Şehir çok küçük olduğundan ertesi sabah öğlen kampingten ayrılıp şehri merkezine geldik ve etrafı iyice gezdik bir ara buraya kadar geldik okyanusta yüzmeden dönmeyelim dedik ama hava sıcaklığı pekte normal olmadığından ben bu fikirden hemen vaz geçsem de Murat yüzdü. Kumsalda oturup sörf yapanları seyrettik. Akşam saat 7 gibi St. Sebastiandan ayrıldık ve eve doğru yola çıktık.
Fransa sınırını geçtikten 10 km sonra St.Jean de Luz adlı küçük bir şehire geldik. Denizin üzerinde küçük bir köprüden geçerken koyda ki evler ve tekneler çok hoşuma gitti ve fotoğraf çekmek için durduk fakat sonra burası o kadar hoşumuza gitti ki heryeri iyice gezmeden ve akşam yemeğimizi yemeden ayrılamayacağımız anladık.
Haziran 2010 L'ısle jourdain
Bugün ilk yarışı vardı onun için Toulouse'a 40 dk uzaklıkta ki l'ısle jourdain'a geldik. Genç, yaşlı, kadın , erkek herkes burada... Hayretler içeirnde yaşlı kadın ve erkeklere bakmadan edemiyorum. Nasıl yarışacaklarını düşünemiyorum. Ama yarış sonunda birinci olup madalya almasalar bile böylesine zor bir sporu yapmaya ceasret ettikleri için boyunlarına birer madalya asasım geliyor. Tabii ilk madalya biricik eşime... İk yarışı olması ve daha önce hiç böyle bir tecrübesi olmamasına rağmen oldukça güzel bir sonuçla oradan ayrıldık.

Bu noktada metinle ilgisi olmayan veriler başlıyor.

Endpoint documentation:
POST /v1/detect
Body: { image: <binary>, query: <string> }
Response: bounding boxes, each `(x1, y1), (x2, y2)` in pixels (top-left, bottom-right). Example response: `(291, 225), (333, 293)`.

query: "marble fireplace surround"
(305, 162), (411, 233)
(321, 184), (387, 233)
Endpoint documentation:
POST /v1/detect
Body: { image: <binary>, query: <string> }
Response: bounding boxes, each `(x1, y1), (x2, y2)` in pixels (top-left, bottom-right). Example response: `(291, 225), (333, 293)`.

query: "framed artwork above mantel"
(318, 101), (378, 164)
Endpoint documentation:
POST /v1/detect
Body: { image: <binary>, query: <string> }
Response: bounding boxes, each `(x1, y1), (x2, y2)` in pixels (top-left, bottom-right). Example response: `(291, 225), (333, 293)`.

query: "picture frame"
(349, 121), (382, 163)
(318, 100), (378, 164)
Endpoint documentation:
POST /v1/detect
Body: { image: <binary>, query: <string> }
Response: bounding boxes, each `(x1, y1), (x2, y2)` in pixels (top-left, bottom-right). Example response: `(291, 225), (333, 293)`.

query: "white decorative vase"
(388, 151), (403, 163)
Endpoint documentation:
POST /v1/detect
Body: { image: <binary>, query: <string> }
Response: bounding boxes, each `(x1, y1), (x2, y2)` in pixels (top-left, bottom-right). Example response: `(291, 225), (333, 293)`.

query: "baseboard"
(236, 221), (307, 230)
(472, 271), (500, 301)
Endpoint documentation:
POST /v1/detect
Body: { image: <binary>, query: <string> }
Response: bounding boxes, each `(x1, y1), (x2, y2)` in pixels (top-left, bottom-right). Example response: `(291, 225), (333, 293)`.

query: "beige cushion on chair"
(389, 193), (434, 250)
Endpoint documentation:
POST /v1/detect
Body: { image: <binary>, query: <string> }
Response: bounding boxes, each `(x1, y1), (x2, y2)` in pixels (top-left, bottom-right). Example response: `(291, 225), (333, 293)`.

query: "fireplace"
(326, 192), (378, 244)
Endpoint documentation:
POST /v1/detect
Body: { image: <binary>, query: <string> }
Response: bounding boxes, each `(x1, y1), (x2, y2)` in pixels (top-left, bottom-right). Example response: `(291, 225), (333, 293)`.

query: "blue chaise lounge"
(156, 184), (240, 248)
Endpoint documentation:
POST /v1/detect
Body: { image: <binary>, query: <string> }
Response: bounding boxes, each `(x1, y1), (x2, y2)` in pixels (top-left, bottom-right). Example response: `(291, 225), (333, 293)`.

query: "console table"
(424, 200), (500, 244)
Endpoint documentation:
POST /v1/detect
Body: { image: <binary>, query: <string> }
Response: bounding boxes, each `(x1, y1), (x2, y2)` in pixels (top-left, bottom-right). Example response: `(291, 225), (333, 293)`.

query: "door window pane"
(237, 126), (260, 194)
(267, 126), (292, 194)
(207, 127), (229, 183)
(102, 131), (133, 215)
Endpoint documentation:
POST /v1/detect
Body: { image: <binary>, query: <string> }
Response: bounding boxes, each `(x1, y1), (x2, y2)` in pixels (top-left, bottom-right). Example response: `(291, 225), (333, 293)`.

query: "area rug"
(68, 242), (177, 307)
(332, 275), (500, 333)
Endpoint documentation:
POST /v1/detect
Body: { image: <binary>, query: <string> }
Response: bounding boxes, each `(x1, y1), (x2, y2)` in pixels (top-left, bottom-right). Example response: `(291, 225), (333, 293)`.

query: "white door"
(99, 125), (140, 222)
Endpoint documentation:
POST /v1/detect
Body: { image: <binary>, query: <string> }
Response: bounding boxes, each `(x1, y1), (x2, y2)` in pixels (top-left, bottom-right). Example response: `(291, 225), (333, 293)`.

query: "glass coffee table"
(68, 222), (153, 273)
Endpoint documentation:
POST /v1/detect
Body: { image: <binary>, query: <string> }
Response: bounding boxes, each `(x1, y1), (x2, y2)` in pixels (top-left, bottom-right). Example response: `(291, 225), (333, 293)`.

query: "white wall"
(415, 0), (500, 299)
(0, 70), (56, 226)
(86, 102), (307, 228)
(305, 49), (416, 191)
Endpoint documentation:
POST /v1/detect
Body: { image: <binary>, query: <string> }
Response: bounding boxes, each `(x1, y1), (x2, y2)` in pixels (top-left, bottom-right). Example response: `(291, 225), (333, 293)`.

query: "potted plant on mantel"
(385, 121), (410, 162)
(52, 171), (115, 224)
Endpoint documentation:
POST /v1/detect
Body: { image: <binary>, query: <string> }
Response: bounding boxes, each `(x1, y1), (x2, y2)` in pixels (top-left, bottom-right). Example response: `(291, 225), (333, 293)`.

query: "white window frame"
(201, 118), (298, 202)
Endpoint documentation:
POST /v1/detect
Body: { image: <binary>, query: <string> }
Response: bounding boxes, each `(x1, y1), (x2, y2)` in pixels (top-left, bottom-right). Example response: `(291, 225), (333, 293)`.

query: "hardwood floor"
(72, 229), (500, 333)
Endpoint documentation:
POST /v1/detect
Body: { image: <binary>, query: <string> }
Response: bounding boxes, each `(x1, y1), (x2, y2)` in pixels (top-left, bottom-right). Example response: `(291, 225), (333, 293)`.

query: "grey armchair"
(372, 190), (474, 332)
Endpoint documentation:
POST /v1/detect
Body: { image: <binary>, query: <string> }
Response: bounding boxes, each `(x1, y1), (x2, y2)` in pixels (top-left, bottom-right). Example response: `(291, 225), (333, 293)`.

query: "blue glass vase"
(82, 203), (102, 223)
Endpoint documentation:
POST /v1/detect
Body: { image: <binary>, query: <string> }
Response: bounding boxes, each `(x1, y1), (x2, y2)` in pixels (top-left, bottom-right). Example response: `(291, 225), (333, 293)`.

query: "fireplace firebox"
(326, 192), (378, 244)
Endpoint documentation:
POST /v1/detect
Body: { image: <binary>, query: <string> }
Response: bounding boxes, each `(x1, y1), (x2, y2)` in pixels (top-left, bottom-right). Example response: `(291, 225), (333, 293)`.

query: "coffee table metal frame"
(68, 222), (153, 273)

Mayıs 2010 Toulon - St.Tropez - Cannes - Nice
Semt pazarlarını oldum olası çok seviyorum. Çok renkli ve çok çeşitli oluyorlar. Toulon da da sabahtan kurulan bu pazarın içinden geçmeden gitmedik. Öğleden sonra St. Tropez'ye geldik. St. Tropez dünya sosyetesinin göz bebeği olarak biliniyor. Bu yüzden hayalimde canlandırdığım St. Tropez ile gerçeği arasında inanılmaz fark vardı. Bu kadar küçük mini minnacık bir yer hiç beklemiyordum. Bu kadar küçük ve inanılmaz kalabalıktı. Hafta sonu olduğu için civar şehirlerden ( Cannes, Nice ve Monako) gelen inanılmaz bir kalabalık vardı. Ve bu kalabalığın yarattığı inanılmaz trafik. Sahile inip lüks teknelerin arasında kendimize yürüyebilecek bir yer bulup bir iki fotoğraf çektikten sonra Cannes 'a doğru yol almanın doğru bir fikir olduğuna karar verdik.

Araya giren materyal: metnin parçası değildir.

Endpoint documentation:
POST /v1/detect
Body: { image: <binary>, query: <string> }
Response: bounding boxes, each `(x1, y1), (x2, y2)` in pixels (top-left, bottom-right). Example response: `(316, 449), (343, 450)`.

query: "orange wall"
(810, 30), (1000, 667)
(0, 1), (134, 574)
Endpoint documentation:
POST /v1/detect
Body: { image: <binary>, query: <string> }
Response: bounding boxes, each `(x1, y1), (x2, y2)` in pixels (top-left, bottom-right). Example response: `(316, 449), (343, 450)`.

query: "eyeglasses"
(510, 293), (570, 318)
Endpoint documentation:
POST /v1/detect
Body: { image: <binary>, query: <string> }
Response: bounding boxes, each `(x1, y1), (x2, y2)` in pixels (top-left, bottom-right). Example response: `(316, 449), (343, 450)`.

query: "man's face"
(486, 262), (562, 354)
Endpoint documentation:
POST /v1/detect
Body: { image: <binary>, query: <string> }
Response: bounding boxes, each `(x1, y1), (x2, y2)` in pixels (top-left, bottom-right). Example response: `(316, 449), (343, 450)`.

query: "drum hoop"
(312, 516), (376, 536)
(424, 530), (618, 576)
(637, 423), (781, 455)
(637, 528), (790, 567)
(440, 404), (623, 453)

Cannes'a doğru yol alırken tam St. Tropez'in bitiminde çok güzel bir kamping gördük ve ani bir kararla geceyi orada geçirmeye karar verdik. "Camping des mures " tam deniz kenarında kendine ait kumsalı olan oldukça büyük bir kamping. İster çadır, ister karavan ve ya evlerde kalmanız mümkün. Bu kadar temiz düzenli ve deniz kenarında bir yer olmasına rağmen fiyatları inanılmaz uygundu. ( http://www.camping-des-mures.com/fr/index.php ) Ertesi sabah ikimizde istemeye istemeye kampingten ayrıldık. Ve ileride bir gün yaz tatili için mutlaka buraya gelmemiz gerektiğini düşündük.

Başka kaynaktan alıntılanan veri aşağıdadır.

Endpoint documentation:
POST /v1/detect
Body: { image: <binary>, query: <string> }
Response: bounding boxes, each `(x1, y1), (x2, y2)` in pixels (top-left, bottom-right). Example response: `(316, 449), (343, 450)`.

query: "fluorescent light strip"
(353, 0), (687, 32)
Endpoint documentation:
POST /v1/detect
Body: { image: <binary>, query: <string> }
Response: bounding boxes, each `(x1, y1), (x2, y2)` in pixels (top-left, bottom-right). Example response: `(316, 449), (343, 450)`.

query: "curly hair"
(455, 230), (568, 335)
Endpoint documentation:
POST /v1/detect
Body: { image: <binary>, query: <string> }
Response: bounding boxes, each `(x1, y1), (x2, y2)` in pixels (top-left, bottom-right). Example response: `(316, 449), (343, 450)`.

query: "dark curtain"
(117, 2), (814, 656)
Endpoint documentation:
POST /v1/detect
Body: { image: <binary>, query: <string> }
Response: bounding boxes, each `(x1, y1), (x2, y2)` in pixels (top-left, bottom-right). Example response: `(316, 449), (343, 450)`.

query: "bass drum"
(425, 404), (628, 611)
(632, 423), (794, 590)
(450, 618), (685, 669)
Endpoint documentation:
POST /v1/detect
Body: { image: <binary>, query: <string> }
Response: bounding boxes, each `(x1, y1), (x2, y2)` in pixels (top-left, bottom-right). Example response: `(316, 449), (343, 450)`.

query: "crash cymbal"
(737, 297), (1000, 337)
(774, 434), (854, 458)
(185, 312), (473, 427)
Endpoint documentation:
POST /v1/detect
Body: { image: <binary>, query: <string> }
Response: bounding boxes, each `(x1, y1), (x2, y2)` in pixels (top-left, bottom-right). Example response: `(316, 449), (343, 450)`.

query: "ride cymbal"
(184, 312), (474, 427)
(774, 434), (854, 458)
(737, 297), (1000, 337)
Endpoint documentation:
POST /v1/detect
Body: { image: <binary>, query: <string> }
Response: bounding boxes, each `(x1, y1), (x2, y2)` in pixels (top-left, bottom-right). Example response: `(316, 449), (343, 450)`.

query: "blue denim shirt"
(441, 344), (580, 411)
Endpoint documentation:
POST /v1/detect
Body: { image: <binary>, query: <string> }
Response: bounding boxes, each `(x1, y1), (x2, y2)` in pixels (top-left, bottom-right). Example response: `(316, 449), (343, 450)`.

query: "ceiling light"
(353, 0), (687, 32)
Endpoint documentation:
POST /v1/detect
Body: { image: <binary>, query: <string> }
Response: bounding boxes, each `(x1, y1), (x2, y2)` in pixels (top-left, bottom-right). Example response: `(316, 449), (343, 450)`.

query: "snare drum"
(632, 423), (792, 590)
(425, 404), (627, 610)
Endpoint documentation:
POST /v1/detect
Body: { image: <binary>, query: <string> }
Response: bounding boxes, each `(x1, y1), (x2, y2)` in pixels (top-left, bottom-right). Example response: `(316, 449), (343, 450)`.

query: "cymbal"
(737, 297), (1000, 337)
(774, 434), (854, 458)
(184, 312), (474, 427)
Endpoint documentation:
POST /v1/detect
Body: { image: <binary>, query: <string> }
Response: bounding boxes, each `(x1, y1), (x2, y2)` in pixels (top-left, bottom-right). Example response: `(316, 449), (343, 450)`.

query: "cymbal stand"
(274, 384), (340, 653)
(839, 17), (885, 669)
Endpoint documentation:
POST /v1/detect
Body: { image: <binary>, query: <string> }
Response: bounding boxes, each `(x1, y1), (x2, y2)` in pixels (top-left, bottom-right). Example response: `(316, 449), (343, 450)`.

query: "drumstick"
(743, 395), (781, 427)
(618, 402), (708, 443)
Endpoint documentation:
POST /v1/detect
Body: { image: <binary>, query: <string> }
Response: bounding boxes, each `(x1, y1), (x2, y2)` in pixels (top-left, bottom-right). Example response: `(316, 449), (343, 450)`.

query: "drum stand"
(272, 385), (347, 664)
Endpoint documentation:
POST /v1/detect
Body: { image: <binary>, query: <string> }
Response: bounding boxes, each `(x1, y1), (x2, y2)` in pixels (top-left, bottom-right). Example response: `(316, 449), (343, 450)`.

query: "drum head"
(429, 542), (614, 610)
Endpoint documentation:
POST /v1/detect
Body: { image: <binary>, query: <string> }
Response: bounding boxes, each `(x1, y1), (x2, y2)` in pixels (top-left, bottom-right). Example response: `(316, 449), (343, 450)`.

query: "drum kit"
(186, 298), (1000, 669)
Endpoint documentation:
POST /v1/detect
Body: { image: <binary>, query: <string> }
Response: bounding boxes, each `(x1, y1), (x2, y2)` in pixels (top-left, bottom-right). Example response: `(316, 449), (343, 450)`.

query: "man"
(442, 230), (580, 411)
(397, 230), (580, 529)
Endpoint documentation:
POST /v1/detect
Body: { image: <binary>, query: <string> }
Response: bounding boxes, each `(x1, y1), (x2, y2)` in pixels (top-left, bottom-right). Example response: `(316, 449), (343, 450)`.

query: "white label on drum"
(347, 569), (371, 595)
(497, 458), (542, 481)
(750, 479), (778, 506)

Cannes 'a gittiğimizde 63. Cannes film festivali yapılmaktaydı. Bu yüzden olsa gerek inanılmaz bir kalabalık ve gazateci doluydu etraf. Hava çok sıcak olmadığı için kumsallarda sadece 3-5 kişi vardı. Festival dolayısıyla bir çok yol kapalı ve insan trafiği yüzündende gezmek oldukça zordu.
Nice'e geldiğimizde saat akşam üstüne yaklaşıyordu. Nice 1-2 gün önce gezdiğimzi yerlerden sonra gözümüze hakkikaten çok büyük gözüktü. 3 gün içeirsine 3 şehir sığdırmak biraz zor oluyor. Fazla hızlı gezmiş oluyoruz. Ama gördüğümüz yerler bizi son derece mutlu ediyor.
17 Mayıs 2010 Pascal gitti :(
2 gün önce Pirenelere gittikleri buzul eğitiminden dönerken buzullardan oluşan bir yarığın içine düşmüş ve uzun süre çıkartılmaya çalışılmış fakat çıkartılamamış. Ne zaman çıkarılacağı ise meçhul belki 1-2 ay belki 2-3 yıl .... Buzulun ne zaman eriyeceğine bağlı.
İkimizde şok olmuştuk. Ama elden ne gelir ki... Bu kadar çok sevdiği dağlar ve dağcılık belki de hep istediği buydu. Aşağıda ki link Pascal anısına açılmış bir sayfa....
http://paparazzi.enac.fr/wiki/Hecto
18 Ekim 2010 Pazartesi
Mayıs 2010 Hilal Toulouse'da (Carcassonne ve Bordeaux)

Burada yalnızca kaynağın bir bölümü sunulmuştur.